We recommend the following contents for your repository (see the Nup84 repository for an example):

  • subdirectories containing your modeling protocol (generally one or more Python scripts), input files (e.g. PDB files, EM density maps, lists of crosslinks), and outputs (where possible, due to size; it may not be feasible to upload all of your output models, for example, but only cluster representatives).
  • a top-level README.md file describing the system and explaining how to run the protocol.

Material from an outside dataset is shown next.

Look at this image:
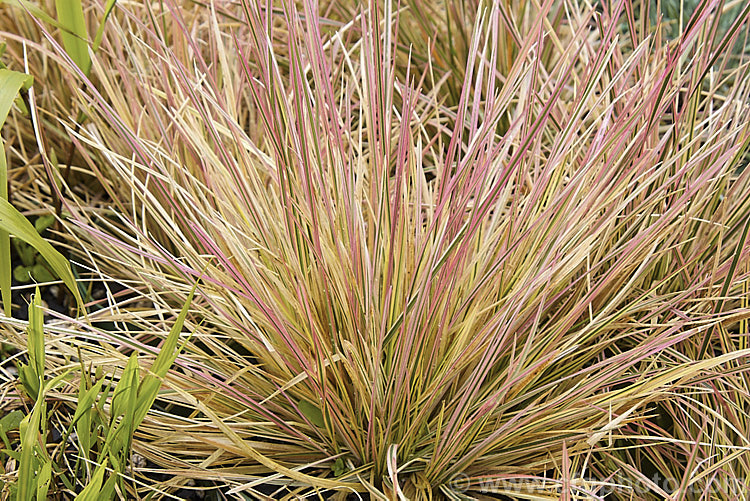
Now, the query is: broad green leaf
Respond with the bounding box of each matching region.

  • a test directory containing one or more Python scripts with names starting with test. It should be possible to run these scripts without any "special" setup (e.g. they should not require any input arguments or environment variables, or use hard-coded paths). These scripts should run as much of your modeling protocol as possible, and ideally test the results (e.g. by comparing models against 'known good' clusters). Each script should simply exit with a non-zero exit code (e.g. by raising an exception) if something failed; one easy way to do this nicely is to use Python's unittest module. The tests should run in a "reasonable" amount of time (no more than 48 hours) on a single processor. If this is not enough time to run your entire protocol, run only a representative subset (e.g. the Nup84 modeling test passes a --test option to the modeling script, which has it perform fewer iterations of sampling).
  • to add your system to our list it will also need a metadata subdirectory (also contact us to let us know about it). This should contain two files:
    • thumb.png: a small image used to represent your system on the page.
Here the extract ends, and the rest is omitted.